Generalized Wilson-Fisher critical points from the conformal OPE

TL;DR

The paper develops a method to analyze smooth deformations of Generalized Free CFTs by exploiting the singularity structure of conformal blocks arising from null states, enabling the computation of leading anomalous dimensions in an $\\epsilon$-expansion without employing equations of motion. It applies this framework to generalized multicritical ($\\phi^{2n}$) points and $O(N)$ models across dimensions, deriving explicit expressions for leading ($\\gamma^{(1)}$) and next-to-leading ($\\gamma^{(2)}$) anomalous dimensions and recovering known Wilson-Fisher results in canonical cases. The approach offers a unified perturbative scheme that does not depend on crossing symmetry or unitarity and can potentially address non-unitary critical systems, with results aligning with established methods where overlap exists.
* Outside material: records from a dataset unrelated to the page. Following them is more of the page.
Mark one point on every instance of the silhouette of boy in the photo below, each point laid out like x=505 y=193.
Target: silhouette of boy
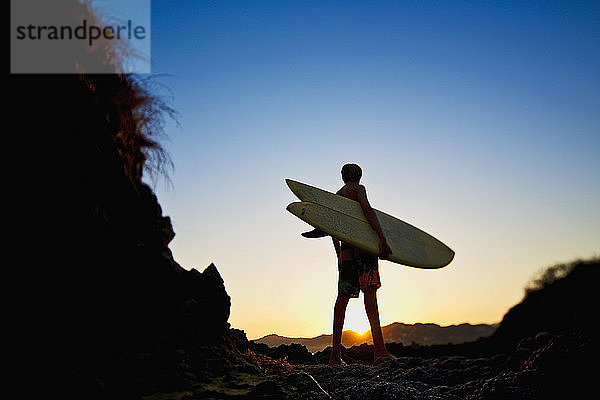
x=358 y=270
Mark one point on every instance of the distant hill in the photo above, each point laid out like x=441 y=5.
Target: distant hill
x=423 y=334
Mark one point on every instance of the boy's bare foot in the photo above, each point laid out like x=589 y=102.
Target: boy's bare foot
x=383 y=356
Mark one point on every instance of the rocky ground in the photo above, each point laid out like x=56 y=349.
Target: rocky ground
x=542 y=367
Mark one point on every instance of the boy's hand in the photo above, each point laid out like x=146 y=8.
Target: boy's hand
x=384 y=249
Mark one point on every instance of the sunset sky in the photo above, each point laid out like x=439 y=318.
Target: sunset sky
x=476 y=121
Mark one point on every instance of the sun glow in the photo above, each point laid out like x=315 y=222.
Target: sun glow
x=356 y=317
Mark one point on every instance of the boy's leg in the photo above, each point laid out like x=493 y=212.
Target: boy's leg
x=373 y=314
x=339 y=313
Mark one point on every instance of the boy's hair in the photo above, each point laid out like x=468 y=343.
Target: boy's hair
x=351 y=173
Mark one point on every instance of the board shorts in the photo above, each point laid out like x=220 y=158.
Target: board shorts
x=358 y=274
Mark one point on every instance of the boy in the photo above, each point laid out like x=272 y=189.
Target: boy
x=358 y=270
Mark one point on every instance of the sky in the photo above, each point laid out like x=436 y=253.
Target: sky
x=476 y=121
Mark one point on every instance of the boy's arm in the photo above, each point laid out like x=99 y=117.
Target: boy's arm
x=336 y=245
x=384 y=248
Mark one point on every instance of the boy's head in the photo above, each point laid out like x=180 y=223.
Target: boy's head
x=351 y=173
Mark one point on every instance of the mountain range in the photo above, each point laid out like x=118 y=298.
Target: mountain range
x=397 y=332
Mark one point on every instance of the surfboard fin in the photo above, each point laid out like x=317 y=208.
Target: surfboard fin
x=315 y=233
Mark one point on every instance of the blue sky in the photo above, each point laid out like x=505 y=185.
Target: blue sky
x=476 y=121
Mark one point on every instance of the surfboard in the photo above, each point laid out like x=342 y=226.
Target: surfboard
x=344 y=219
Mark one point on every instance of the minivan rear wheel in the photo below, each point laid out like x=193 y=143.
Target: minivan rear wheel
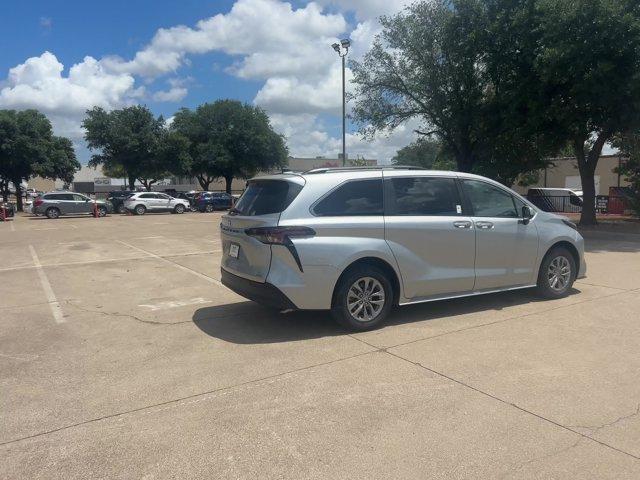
x=557 y=273
x=363 y=298
x=52 y=213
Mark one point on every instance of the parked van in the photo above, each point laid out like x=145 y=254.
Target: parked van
x=359 y=241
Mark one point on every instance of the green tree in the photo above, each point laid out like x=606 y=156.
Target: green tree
x=29 y=148
x=129 y=140
x=588 y=64
x=228 y=139
x=425 y=153
x=433 y=62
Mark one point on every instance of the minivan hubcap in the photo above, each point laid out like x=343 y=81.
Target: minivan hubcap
x=365 y=299
x=559 y=273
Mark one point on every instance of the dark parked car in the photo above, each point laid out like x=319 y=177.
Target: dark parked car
x=210 y=201
x=117 y=199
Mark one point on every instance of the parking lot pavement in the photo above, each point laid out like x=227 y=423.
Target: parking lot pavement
x=121 y=356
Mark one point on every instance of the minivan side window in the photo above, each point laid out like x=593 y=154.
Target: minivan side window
x=353 y=198
x=60 y=196
x=423 y=196
x=488 y=200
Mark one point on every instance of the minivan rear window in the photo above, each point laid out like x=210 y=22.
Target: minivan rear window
x=266 y=197
x=353 y=198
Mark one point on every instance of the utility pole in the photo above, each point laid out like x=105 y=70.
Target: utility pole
x=342 y=49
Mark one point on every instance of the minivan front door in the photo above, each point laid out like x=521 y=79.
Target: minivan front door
x=431 y=239
x=506 y=248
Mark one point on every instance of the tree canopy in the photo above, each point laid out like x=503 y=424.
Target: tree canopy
x=28 y=148
x=504 y=84
x=425 y=153
x=228 y=139
x=133 y=141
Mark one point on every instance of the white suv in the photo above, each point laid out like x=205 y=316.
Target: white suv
x=142 y=202
x=359 y=241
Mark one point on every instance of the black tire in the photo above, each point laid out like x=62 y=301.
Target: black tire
x=340 y=309
x=557 y=273
x=52 y=213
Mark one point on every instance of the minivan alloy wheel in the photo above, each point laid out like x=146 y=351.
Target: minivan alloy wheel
x=365 y=299
x=559 y=273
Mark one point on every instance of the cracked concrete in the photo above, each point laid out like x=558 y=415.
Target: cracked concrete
x=503 y=386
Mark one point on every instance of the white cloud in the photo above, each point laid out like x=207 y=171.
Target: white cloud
x=285 y=47
x=46 y=23
x=39 y=83
x=257 y=29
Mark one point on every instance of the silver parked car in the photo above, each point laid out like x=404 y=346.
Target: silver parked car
x=143 y=202
x=55 y=204
x=359 y=241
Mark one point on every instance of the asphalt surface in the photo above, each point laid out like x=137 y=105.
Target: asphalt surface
x=122 y=356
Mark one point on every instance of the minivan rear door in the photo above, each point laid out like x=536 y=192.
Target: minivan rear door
x=260 y=206
x=431 y=237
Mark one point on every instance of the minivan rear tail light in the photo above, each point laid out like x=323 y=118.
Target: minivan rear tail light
x=281 y=236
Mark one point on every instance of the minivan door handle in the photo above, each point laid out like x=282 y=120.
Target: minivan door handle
x=484 y=225
x=463 y=224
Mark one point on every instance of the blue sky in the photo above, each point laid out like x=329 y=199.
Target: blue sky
x=63 y=57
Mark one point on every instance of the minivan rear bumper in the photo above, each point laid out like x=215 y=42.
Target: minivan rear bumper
x=262 y=293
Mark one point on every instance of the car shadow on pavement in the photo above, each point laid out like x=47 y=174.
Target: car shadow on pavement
x=249 y=323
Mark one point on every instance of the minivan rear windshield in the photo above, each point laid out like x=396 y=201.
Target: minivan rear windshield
x=265 y=197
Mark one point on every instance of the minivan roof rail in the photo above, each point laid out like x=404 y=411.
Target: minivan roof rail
x=372 y=167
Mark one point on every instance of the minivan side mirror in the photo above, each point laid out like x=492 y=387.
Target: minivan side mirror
x=527 y=214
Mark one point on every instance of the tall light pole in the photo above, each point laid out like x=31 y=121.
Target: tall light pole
x=343 y=48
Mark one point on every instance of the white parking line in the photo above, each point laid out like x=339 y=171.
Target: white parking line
x=56 y=310
x=174 y=304
x=103 y=260
x=176 y=265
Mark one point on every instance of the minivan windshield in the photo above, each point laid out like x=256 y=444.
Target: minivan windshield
x=265 y=197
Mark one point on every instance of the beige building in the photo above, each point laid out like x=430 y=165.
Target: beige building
x=90 y=179
x=295 y=164
x=564 y=174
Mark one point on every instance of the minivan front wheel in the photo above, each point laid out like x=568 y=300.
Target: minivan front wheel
x=557 y=273
x=363 y=299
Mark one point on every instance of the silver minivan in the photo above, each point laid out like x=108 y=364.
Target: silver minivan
x=358 y=241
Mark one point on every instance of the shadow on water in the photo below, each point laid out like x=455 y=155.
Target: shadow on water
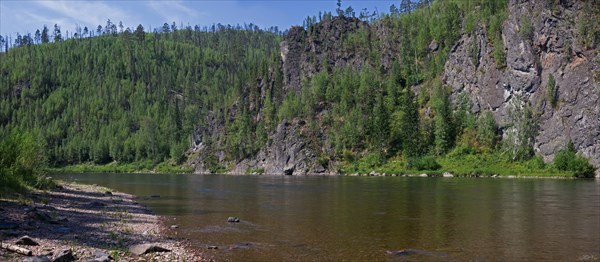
x=366 y=218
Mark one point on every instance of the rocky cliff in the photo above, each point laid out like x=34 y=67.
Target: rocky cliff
x=540 y=42
x=552 y=48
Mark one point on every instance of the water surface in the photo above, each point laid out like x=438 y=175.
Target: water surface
x=361 y=218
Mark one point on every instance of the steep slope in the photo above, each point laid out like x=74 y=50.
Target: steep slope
x=551 y=48
x=537 y=40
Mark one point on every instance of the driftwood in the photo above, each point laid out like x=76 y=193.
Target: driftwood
x=16 y=249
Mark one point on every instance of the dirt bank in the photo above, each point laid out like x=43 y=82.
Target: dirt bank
x=91 y=222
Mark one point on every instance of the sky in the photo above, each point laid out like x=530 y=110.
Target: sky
x=25 y=16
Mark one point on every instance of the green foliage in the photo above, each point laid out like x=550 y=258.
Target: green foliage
x=443 y=123
x=526 y=28
x=520 y=137
x=474 y=51
x=486 y=130
x=423 y=163
x=588 y=30
x=552 y=91
x=22 y=161
x=567 y=159
x=135 y=96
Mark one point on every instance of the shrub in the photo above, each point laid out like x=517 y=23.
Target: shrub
x=423 y=163
x=567 y=159
x=22 y=161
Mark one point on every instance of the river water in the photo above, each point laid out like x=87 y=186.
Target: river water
x=285 y=218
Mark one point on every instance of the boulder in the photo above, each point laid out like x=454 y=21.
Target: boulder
x=27 y=241
x=37 y=259
x=5 y=225
x=64 y=256
x=146 y=249
x=403 y=252
x=233 y=220
x=100 y=256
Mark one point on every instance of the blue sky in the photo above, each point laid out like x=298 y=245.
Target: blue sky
x=25 y=16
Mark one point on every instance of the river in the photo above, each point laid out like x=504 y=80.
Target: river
x=285 y=218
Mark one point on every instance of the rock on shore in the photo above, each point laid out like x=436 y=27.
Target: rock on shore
x=83 y=223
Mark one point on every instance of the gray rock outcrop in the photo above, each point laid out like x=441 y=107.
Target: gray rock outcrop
x=553 y=49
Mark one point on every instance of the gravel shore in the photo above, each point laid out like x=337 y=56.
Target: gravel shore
x=92 y=223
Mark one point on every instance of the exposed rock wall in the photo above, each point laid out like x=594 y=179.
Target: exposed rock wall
x=288 y=153
x=552 y=49
x=305 y=53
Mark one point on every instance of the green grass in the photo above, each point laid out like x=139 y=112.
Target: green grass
x=135 y=167
x=481 y=164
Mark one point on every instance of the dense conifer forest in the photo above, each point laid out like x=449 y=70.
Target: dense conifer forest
x=131 y=95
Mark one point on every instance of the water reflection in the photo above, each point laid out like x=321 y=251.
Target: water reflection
x=358 y=218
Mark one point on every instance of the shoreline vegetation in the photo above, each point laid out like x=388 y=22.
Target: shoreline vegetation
x=79 y=222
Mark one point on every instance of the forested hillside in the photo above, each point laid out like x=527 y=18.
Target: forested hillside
x=130 y=96
x=407 y=91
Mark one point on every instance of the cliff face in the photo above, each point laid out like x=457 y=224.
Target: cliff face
x=305 y=53
x=549 y=46
x=552 y=48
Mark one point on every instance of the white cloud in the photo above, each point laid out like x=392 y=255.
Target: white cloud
x=173 y=11
x=90 y=13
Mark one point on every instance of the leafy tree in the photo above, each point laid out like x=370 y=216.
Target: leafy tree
x=567 y=159
x=45 y=37
x=486 y=130
x=552 y=91
x=520 y=137
x=443 y=124
x=139 y=33
x=57 y=34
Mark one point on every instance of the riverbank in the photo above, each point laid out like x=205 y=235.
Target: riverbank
x=83 y=223
x=135 y=167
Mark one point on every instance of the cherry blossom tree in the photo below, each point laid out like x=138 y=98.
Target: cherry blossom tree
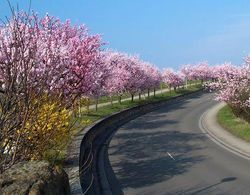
x=172 y=79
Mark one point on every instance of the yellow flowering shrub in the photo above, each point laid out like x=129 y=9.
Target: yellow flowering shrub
x=47 y=127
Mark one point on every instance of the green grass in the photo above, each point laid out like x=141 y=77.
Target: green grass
x=58 y=153
x=234 y=125
x=104 y=111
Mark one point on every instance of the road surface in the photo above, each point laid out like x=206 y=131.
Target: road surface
x=165 y=152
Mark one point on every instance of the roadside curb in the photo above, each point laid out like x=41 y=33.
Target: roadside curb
x=87 y=160
x=209 y=125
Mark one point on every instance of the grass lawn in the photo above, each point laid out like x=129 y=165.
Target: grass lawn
x=234 y=125
x=56 y=155
x=104 y=111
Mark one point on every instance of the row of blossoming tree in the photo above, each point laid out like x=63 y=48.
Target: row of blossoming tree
x=47 y=66
x=232 y=84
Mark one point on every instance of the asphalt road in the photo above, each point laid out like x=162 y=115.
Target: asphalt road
x=165 y=152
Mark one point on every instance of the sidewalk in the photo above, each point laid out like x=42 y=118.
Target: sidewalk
x=209 y=125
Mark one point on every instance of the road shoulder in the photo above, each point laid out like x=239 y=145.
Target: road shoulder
x=209 y=125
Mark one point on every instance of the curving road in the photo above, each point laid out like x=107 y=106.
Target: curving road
x=165 y=152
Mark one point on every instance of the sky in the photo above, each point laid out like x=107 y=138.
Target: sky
x=167 y=33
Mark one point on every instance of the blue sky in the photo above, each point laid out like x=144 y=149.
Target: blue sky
x=168 y=33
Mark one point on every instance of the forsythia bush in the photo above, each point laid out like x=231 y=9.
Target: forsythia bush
x=49 y=127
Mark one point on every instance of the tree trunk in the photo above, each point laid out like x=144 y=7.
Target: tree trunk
x=96 y=104
x=80 y=113
x=111 y=100
x=120 y=99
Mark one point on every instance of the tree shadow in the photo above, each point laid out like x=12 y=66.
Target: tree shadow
x=150 y=150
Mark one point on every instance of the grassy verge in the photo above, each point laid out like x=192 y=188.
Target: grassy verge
x=104 y=111
x=56 y=156
x=234 y=125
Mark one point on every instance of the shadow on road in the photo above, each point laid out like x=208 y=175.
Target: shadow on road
x=205 y=190
x=142 y=150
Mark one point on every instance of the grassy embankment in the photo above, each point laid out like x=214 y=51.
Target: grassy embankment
x=91 y=116
x=234 y=125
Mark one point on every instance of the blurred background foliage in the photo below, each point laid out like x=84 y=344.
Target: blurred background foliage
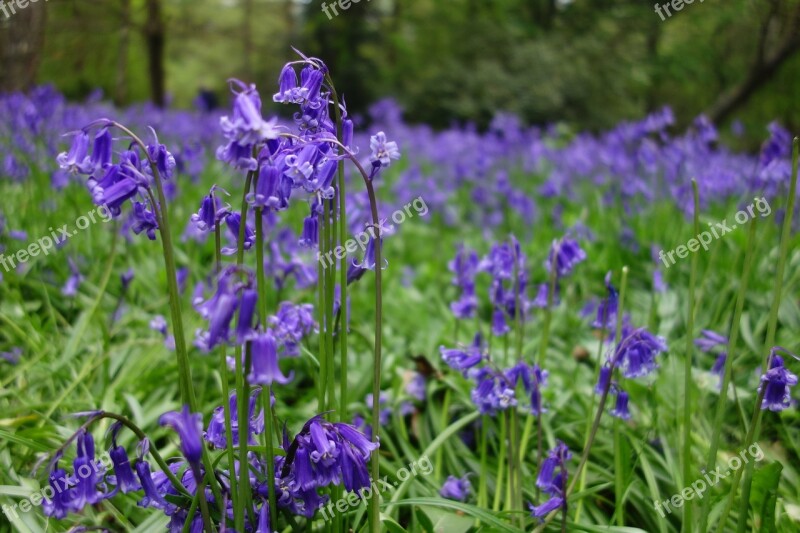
x=589 y=63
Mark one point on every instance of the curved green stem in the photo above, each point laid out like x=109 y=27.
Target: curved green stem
x=687 y=371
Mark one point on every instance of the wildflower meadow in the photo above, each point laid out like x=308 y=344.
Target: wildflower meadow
x=277 y=313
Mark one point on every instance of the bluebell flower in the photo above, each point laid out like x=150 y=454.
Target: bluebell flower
x=102 y=149
x=144 y=220
x=273 y=189
x=492 y=392
x=552 y=480
x=310 y=235
x=499 y=325
x=289 y=92
x=709 y=340
x=606 y=317
x=152 y=497
x=620 y=409
x=383 y=151
x=188 y=426
x=291 y=324
x=234 y=221
x=76 y=161
x=70 y=288
x=456 y=488
x=416 y=387
x=603 y=380
x=265 y=369
x=86 y=471
x=635 y=355
x=211 y=213
x=57 y=505
x=564 y=255
x=461 y=359
x=778 y=382
x=718 y=369
x=246 y=126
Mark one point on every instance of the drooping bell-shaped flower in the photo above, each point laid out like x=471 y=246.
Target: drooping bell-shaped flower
x=383 y=151
x=76 y=161
x=456 y=488
x=564 y=255
x=620 y=409
x=265 y=369
x=778 y=382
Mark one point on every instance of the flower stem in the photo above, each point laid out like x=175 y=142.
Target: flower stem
x=716 y=433
x=772 y=326
x=266 y=395
x=687 y=370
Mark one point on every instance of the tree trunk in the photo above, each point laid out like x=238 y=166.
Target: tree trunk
x=155 y=38
x=766 y=65
x=121 y=83
x=21 y=44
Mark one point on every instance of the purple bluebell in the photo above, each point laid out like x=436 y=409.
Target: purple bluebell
x=492 y=392
x=709 y=340
x=778 y=382
x=265 y=369
x=310 y=235
x=636 y=353
x=152 y=497
x=456 y=488
x=416 y=387
x=144 y=220
x=620 y=409
x=603 y=380
x=246 y=126
x=123 y=479
x=234 y=221
x=606 y=317
x=76 y=161
x=383 y=151
x=88 y=474
x=289 y=92
x=564 y=255
x=462 y=359
x=499 y=325
x=552 y=480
The work points to broader applicability, including odd deformations and spinning operators, and is complemented by a longer detailed version anticipated elsewhere.

Abstract

We study possible smooth deformations of Generalized Free Conformal Field Theories in arbitrary dimensions by exploiting the singularity structure of the conformal blocks dictated by the null states. We derive in this way, at the first non trivial order in the $ε$-expansion, the anomalous dimensions of an infinite class of scalar local operators, without using the equations of motion. In the cases where other computational methods apply, the results agree.